Por outro lado, há momentos no livro em que nos deparamos com episódios que seriam cômicos, quer não fossem trágicos e, até certo ponto, reais. É o caso de releitura de Renoir, texto que dialoga com o quadro Rosa e azul – As meninas Cahen d’Anvers, do pintor francês Pierre-Auguste Renoir. Nos versos, as principais figuras dessa obra de arte aparecem com vestidos cor-de-rosa, sem espaço para roupas femininas azuis, numa espécie de aceitação das normas de gênero que a ministra da Mulher, da Família e dos Direitos Humanos, Damares Alves, sonhava em impor aos brasileiros em 2019. Diante desse horror, versa o poeta: “assim persiste a nova tela/(que exala podridão)/pintada toda de rosa”

Pode-se imaginar que, diante de um cenário tão caótico, com uma nação aflita e desiludida, nem mesmo o eu-lírico sai intacto do que registra. Na verdade, pouco a pouco, ele morre. Esmaga-se “ante as trevas/de infecundas e malditas palavras/que deve ouvir e relatar e gravar e poetar”, como confessa um dos textos sem título, de influência concreta. 

Identificados com o desgosto daquele que tudo narra, sofremos um pouco da mesma morte lenta no respiro de cada página virada. Algumas vezes, até criamos nossas próprias obras a partir daquilo que foi escrito. Prova disso são as releituras audiovisuais de trechos do livro desenvolvidas pelo grupo mocoquense de Cinema e Teatro TPM&Cinema, conterrâneo de André Plez, em um diálogo inevitável entre diferentes expressões artísticas.

De maneira geral, Entre o vírus e o verme se esgueiram poemas é um livro de pouca esperança. No entanto, seria um erro afirmar que esse sentimento é totalmente desprezado pelo autor. Em aos idólatras, uma rosa!, primeiro sinal mais sólido de que bons tempos um dia retornarão, o poeta faz referência explícita a Carlos Drummond de Andrade. Isso porque, quando a “rosa drummondiana irrompe o asfalto”, temos certeza de que “um dia/brindaremos/nossa face/ilesa”

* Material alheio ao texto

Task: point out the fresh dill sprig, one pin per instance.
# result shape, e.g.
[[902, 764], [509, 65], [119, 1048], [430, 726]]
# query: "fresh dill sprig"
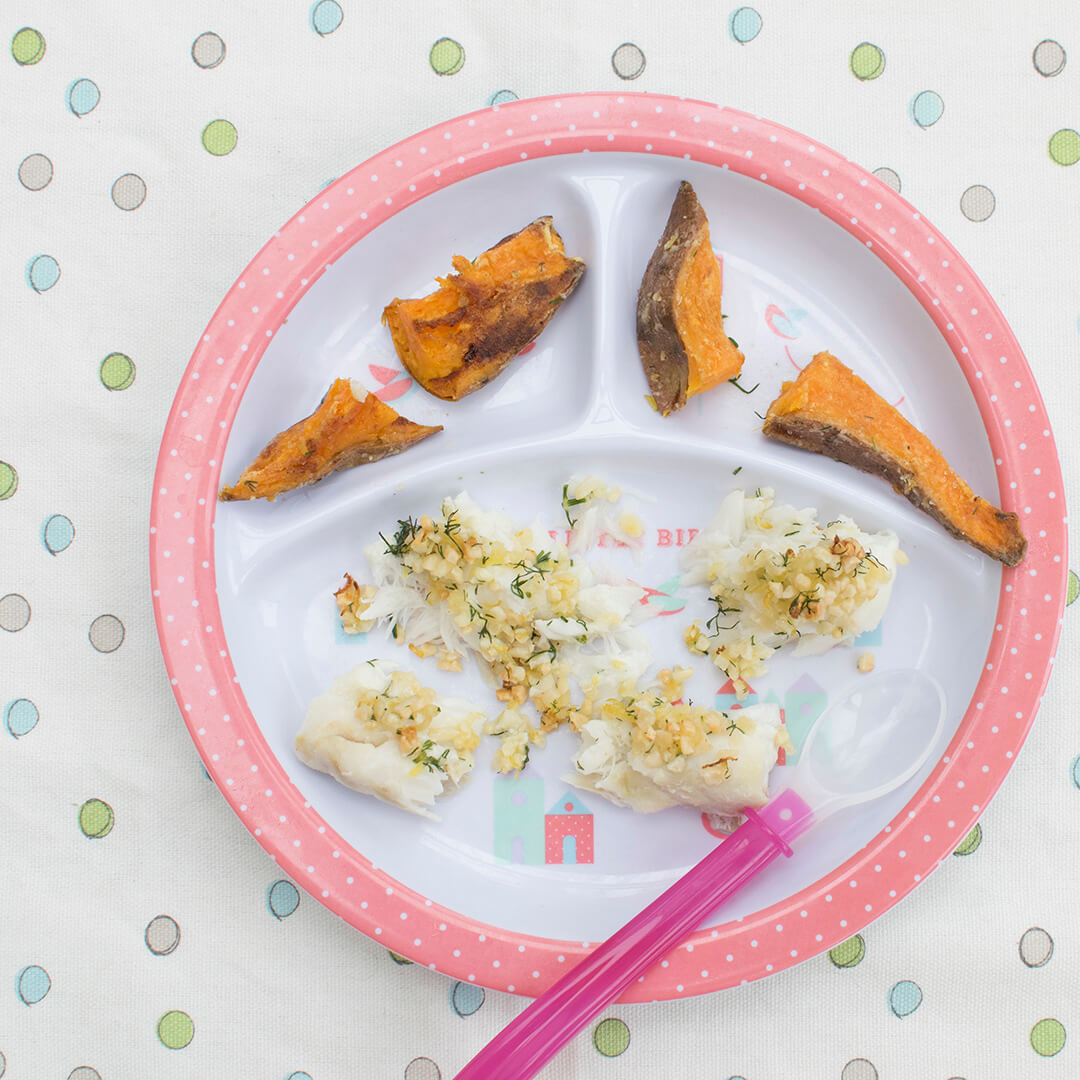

Não sem cicatrizes, como também indica esse poema. Ou como lucidamente lembra o penúltimo, Marcas: “o poema carrega/uma cicatriz/de quem diz” – traduzindo uma realidade da obra inteira. Como lição, aprendemos que é preciso enxergar antes de tudo o caos, para que possamos no mínimo desejar mudanças e, assim, alimentar qualquer espírito esperançoso.

“um dia, afinal,

seremos nós de novo

porém

intubados”

Quem lê esse livro na efervescência dos acontecimentos nacionais certamente não chegará a um fim delimitado. Continuará lendo ou dando espiadas em várias páginas, na tentativa de absorver aos poucos conteúdos densos, de numerosas nuances. Urgente, porque é uma resposta à barbárie a que assistimos, essa obra afasta toda zona de conforto possível e provoca-nos o “nó na garganta” anunciado no poema máscara

Pode ser que não se torne um clássico, já que a arte enviesada nem sempre é amplamente aceita e compreendida. Pode ser que também seja alertado pelo público por usar, de maneira pejorativa, termos como “demência”, vício de linguagem cada vez mais apontado como capacitista. Mas uma coisa é certa: estamos diante de um belo e caprichoso documento histórico, que capta muito bem, com exatidão e crítica, o momento que atravessamos hoje.